Specially sourced from a Penang farm, the Free-Range Chicken cooked with Fish Maw, Lotus Root and Wild Termite Mushroom in Premium Soy Sauce wowed us with its impossibly tender and toothsome texture. We like the slightly resistant bite of the flesh; a far cry from the mushier mass farm-raised chickens. Of course, we couldn’t pass up the chance to lap up the slick, savoury-sweet sauce with all that chicken jus.
Fluffy-soft, crisp and succulent textures integrated nicely in the Trio Seafood Platter. The delicate, flake-like Fried Japanese Dried Scallops and Golden Coin Shark’s Fin is meant to resemble osmanthus flower petals hence the dish’s Cantonese ‘kwai fah chi’ name. A tricky dish that demands deft handiwork on the chef’s part, to prevent the scrambled egg from clumping into large clods.
Airy-light crunchy E.I. Salt Pepper Fried HK Silver Fish contrasted nicely with the earlier appetiser. Completing the tasteful trinity was delectable Hokkaido Scallop Bacon Roll.
The evening’s show-stopper of Braised Five Treasures Stuffed Pork Belly with Black Garlic, Chestnuts and Lotus Seeds garnered rapturous praises among our dining party. We found the black garlic’s fleeting licorice-like nuance lent a muted sweet earthiness to the meaty, collagen-rich sauce.
Almost too indulgent to savour, the expertly prepared slab of pork with its alternating streaks of fat and lean meat was sumptuously moist and sweet with rich, lustrous flavour. The chestnuts and lotus seeds lent a delightfully subtle crunch.
From the individual menus, the lady boss indulged us with Aromatic HK Liu Ma Kee (LMK) Red Beancurd Pork Belly and French Beans on Sesame Sauce, and Braised Fish Maw with Pork Cartilage Ribs and Prosperous Chicken Meat Ball in Crab Roe Sauce.

The first reminded me of an amped up version of Hakka jar yoke (fried pork); the pork belly marinated with Hong Kong’s famous and established LMK nam yue (fermented red beancurd) then fried to light crispness. Utterly yummy without being too cloying thanks to the crunchy French beans dressed in sesame sauce to balance things out.

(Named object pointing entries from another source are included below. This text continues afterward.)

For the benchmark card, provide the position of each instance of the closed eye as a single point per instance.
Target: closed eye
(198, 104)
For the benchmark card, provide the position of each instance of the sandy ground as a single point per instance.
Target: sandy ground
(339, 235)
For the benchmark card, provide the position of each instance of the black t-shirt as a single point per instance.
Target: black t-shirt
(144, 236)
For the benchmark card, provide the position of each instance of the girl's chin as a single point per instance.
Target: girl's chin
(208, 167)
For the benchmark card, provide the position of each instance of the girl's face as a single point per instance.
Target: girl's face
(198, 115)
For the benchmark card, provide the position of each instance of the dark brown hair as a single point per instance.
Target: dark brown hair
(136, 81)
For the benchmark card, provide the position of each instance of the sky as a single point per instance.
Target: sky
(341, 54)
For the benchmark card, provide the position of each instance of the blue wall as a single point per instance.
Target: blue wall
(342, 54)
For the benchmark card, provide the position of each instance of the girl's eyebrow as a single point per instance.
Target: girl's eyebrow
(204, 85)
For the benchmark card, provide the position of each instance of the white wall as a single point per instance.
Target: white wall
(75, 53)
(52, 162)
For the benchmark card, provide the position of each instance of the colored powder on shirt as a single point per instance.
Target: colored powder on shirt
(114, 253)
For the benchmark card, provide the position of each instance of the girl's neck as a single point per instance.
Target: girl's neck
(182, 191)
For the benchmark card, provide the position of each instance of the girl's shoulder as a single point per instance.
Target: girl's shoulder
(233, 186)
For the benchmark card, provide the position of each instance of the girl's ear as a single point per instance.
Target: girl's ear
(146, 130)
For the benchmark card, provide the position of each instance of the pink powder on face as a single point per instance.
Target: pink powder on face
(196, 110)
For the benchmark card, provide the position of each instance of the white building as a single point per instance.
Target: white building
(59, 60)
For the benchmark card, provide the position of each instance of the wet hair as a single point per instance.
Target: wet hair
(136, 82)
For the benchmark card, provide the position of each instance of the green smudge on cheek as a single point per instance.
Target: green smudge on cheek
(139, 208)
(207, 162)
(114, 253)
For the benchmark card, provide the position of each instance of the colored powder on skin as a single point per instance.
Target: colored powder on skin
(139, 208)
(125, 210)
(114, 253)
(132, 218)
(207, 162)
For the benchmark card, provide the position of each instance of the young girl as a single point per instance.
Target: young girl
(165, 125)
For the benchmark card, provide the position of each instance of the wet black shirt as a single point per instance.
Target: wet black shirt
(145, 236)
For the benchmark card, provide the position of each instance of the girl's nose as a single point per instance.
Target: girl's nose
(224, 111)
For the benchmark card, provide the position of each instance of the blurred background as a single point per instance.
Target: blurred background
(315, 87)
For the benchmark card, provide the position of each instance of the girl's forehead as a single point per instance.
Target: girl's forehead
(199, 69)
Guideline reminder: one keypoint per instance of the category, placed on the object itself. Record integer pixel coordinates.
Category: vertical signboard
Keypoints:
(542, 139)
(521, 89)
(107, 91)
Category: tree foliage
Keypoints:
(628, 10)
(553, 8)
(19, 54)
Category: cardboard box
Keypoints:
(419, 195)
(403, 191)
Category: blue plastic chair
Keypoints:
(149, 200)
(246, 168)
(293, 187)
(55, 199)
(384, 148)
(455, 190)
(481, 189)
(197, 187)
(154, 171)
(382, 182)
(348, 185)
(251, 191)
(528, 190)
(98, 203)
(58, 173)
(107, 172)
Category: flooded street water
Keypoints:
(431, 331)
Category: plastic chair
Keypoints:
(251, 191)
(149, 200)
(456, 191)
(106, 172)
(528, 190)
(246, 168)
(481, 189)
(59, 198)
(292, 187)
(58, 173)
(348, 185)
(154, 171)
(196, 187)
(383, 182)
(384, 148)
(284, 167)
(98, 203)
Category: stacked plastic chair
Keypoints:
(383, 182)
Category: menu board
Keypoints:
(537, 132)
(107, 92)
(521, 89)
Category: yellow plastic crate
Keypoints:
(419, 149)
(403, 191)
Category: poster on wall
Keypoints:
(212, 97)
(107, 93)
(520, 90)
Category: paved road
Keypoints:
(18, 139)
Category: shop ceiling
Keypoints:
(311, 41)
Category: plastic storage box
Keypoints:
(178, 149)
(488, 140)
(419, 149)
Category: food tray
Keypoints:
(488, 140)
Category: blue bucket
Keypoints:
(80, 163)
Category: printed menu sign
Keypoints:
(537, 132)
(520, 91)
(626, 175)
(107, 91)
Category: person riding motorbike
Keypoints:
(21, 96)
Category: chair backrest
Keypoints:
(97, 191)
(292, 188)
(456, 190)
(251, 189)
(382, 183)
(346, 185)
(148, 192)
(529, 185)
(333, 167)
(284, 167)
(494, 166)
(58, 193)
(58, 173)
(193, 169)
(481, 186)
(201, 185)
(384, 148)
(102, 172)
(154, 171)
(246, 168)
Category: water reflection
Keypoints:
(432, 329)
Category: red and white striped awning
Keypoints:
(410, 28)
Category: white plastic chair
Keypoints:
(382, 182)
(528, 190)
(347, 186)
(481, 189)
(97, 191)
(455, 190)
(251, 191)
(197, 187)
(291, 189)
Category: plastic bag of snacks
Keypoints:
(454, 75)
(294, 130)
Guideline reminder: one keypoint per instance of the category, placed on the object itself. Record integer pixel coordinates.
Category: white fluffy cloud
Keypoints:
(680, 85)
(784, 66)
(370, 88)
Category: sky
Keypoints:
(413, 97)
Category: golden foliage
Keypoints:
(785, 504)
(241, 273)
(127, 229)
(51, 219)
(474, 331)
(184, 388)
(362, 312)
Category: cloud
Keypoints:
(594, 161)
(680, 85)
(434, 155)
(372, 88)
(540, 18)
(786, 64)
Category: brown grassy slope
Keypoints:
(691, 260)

Some clever textural interplay made the latter porky dish memorable, especially the tender meat which came off easily the soft cartilage bones. The varied softness of the velvet-soft fish maw and chicken ball with seamoss heightened the dish’s overall appeal.
To fulfill our quota of greens, we tried Fish Maw with Organic Spinach, Silky Egg White and Crab Roe. Primed up with pricey fish maw and crab roe in addition to custardy-soft egg white, the Japanese spinach would certainly induce even non-veg fans to succumb to its allure.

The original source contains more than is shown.